Elle n’eut pas le temps de s’opposer. Il poussa d’un seul coup, enfonçant son sexe au plus profond de ses entrailles. Morgane hurlait de douleur, il la bâillonna d’une main, la maintenant immobile de l’autre tandis qu’il lui défonçait brutalement le cul.


— Alors salope, tu aimes ça que je t’encule ? Oh oui, putain ton cul est si serré ! Tu mouilles comme une chienne...


Ses cris se transformèrent vite en gémissements. Il allait et venait en elle à un rythme soutenu, tout d’abord de lents mouvements, amples et profonds. Puis il gagna en vitesse et en puissance, ne se contrôlant plus. La vue de sa queue pénétrant son anus si serré le rendit fou. Cette putain d’avocate coincée avait un cul et une bouche divine, il l’avait su dès qu’il l’avait vue. Et c’était une vraie salope sous ses airs de sainte-nitouche. Elle cachait bien son jeu ! Que dirait son mari s’il la voyait se faire défoncer le cul sur le capot de sa voiture ? Elle adorait ça, ça se voyait, se sentait, s’entendait.
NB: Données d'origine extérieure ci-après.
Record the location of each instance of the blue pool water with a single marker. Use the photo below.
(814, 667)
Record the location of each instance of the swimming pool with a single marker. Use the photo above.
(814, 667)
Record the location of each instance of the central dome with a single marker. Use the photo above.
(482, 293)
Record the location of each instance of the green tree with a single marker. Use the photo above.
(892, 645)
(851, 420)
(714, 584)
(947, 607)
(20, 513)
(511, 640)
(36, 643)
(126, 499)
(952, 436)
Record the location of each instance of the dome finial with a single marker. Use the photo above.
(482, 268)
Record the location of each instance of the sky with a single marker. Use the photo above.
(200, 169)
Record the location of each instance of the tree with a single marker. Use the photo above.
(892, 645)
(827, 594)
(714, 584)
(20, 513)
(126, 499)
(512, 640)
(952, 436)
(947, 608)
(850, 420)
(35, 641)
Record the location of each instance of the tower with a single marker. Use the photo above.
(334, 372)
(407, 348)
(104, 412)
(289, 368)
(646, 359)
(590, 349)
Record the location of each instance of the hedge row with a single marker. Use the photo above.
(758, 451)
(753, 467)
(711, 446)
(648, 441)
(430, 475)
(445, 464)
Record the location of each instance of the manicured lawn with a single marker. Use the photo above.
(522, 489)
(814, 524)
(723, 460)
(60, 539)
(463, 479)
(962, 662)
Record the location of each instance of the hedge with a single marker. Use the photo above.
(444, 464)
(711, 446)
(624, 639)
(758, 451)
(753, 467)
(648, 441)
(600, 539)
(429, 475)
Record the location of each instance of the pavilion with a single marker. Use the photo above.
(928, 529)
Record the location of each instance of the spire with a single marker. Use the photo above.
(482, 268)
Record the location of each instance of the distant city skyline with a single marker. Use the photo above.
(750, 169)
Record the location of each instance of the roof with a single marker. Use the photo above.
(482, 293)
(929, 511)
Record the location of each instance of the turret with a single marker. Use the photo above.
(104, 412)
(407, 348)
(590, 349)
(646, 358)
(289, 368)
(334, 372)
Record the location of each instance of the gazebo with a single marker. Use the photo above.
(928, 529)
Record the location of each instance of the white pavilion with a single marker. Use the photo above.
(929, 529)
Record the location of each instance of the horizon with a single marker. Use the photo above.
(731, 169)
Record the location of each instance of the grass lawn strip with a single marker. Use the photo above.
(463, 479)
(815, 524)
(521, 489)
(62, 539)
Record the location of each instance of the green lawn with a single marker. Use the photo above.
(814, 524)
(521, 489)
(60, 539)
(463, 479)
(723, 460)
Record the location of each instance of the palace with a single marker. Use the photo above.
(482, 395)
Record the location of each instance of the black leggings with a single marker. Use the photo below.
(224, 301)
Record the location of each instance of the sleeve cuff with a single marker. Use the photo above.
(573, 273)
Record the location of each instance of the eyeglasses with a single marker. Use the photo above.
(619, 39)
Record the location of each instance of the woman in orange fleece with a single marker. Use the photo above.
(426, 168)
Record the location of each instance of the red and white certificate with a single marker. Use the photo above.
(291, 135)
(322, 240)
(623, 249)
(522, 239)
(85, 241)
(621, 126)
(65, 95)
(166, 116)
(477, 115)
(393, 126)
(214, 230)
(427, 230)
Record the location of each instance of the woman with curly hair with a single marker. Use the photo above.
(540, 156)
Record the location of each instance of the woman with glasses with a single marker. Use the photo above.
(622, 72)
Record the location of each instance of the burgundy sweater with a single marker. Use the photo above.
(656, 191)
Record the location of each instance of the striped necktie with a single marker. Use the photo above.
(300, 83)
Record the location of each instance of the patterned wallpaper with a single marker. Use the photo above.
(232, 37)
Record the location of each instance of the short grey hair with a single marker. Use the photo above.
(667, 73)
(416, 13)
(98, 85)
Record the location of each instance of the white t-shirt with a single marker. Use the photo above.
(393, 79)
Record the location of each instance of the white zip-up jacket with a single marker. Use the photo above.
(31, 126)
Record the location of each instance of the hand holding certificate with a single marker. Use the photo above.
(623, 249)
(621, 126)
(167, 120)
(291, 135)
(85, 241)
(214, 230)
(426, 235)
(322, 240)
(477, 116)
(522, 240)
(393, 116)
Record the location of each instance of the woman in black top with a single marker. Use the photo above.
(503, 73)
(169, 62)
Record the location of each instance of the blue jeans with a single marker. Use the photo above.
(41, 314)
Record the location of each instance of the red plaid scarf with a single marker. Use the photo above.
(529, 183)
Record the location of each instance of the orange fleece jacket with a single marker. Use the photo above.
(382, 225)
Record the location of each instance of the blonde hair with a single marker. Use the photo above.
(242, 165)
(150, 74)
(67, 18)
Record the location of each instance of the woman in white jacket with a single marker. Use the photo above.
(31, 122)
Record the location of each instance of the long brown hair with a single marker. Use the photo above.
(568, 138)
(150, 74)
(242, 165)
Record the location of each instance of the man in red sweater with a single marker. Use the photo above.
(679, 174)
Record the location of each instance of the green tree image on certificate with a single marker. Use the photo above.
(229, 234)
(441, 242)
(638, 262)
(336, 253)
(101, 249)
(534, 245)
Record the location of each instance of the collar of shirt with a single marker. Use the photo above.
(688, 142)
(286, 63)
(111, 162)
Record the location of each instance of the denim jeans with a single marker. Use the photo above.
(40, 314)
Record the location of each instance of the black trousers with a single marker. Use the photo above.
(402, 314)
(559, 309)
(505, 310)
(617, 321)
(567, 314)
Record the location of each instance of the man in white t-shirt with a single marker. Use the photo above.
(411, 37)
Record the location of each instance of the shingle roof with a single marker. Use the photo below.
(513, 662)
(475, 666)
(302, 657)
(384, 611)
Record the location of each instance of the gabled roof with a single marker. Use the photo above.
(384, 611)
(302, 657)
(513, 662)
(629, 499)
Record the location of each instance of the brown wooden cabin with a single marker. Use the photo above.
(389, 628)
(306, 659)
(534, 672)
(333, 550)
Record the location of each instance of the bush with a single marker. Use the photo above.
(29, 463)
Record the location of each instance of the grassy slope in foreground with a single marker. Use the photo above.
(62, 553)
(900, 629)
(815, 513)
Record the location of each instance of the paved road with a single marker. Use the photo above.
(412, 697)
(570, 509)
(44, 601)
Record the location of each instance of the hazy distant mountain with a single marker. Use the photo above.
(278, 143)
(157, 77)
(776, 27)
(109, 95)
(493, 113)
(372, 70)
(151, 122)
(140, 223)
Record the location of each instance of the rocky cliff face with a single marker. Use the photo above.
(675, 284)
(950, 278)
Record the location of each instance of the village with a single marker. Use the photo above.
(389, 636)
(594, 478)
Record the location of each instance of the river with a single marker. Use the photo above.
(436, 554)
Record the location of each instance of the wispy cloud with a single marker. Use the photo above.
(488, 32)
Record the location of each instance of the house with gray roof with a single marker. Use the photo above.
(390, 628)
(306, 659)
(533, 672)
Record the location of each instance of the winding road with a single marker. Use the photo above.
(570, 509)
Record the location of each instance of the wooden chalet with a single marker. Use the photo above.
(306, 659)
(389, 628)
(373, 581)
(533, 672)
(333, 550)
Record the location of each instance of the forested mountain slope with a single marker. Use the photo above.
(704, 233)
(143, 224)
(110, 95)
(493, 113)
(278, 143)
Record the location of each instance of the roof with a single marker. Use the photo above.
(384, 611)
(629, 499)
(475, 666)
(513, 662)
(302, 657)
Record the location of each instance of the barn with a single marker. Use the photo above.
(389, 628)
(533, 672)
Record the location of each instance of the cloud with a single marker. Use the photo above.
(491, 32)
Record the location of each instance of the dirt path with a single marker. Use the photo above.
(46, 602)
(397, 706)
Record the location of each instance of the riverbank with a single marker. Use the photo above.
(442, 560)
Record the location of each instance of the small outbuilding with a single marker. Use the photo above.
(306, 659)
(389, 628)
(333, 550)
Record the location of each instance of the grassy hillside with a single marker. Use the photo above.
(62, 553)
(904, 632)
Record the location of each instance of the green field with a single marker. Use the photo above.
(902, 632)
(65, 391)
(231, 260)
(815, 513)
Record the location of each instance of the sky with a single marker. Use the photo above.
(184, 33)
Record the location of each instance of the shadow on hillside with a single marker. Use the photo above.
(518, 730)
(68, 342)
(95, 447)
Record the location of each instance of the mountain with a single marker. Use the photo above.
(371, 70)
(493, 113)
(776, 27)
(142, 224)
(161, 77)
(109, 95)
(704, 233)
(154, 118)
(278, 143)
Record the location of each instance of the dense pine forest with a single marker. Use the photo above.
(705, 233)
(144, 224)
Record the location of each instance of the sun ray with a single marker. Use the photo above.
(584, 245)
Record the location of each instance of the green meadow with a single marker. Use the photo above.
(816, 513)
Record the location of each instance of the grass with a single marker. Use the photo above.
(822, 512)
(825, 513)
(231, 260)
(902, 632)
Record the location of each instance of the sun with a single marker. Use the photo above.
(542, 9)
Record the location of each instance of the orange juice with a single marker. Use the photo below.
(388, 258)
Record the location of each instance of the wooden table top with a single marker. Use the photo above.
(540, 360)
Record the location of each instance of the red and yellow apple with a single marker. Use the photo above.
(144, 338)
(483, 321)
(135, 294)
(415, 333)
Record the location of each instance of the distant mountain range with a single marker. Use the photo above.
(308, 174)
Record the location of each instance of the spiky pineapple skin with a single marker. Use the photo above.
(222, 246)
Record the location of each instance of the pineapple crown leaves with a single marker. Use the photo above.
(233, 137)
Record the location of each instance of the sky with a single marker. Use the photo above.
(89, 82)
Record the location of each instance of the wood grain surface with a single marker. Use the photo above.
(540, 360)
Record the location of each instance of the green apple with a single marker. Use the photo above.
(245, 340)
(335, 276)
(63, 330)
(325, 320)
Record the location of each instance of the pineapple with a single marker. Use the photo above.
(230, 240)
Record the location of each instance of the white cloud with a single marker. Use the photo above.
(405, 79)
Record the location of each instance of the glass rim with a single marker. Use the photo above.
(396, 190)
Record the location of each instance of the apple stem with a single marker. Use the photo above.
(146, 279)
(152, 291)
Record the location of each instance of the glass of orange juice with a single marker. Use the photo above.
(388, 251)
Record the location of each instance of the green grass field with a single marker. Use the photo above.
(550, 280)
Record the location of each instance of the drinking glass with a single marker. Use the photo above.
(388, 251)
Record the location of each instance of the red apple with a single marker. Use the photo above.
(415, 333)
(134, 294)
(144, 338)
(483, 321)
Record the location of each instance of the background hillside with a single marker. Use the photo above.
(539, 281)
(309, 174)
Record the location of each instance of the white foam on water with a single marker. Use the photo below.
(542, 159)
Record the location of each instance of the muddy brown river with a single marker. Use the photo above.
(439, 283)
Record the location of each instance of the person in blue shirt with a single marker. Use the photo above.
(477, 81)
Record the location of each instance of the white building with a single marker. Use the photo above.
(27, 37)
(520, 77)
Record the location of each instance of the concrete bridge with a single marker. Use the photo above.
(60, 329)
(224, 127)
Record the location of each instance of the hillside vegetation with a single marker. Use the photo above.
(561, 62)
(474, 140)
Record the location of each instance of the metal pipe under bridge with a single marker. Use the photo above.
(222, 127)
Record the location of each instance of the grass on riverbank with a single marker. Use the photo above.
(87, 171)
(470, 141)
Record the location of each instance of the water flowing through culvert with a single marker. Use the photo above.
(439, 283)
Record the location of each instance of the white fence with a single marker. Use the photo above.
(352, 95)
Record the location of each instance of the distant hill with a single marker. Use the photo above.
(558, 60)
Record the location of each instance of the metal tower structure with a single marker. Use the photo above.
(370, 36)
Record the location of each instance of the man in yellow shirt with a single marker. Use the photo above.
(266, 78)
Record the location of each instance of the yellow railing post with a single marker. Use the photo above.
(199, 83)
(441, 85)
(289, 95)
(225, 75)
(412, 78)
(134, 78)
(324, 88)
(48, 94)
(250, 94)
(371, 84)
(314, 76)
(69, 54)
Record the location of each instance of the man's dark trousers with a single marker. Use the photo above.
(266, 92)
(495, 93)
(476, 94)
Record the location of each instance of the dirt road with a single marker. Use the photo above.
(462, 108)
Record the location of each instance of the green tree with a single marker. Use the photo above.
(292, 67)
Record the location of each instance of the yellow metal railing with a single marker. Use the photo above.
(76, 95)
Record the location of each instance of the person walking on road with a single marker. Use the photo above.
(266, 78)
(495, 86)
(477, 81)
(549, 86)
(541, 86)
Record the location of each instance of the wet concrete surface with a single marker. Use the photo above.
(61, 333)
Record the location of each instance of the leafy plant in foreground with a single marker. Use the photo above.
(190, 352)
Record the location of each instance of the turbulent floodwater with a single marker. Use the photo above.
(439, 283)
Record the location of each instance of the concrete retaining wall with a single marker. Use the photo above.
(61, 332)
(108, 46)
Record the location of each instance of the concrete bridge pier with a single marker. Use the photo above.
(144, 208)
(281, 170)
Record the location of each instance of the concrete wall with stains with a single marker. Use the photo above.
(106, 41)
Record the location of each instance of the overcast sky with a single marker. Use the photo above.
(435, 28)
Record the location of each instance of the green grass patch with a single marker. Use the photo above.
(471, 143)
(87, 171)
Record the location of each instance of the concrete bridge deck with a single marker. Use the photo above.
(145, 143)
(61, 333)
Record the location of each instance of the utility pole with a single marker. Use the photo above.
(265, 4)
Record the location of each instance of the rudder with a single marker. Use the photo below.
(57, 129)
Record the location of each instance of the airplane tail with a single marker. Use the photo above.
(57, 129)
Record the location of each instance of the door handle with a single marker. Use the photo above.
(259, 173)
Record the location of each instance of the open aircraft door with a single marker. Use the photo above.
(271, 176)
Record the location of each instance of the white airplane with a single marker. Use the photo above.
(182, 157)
Elle atteint vite la jouissance et dès qu’il eut senti les derniers soubresauts de son orgasme enserrant sa queue, il se dégagea et la fit mettre à ses pieds où il jouit dès qu’il vit sa bouche s’ouvrir pour récolter sa semence, sans même qu’il lui ait demandé. Les longs jets de sperme s’écrasèrent sur son visage, s’étalant sur ses joues, sa langue, coulants le long de son menton. Elle le suça une dernière fois afin de nettoyer les dernières traces de sperme et de cyprine.


Elle était à bout de souffle, incapable de se lever, le cul en feu. Il se rhabilla et lâcha avant de partir :

— On en a pas encore fini tous les deux, mon silence coûte plus cher qu’une baise dans un parking. Au vu de ce que j’ai entrevu ce soir, crois-moi, tu vas adorer en payer le prix...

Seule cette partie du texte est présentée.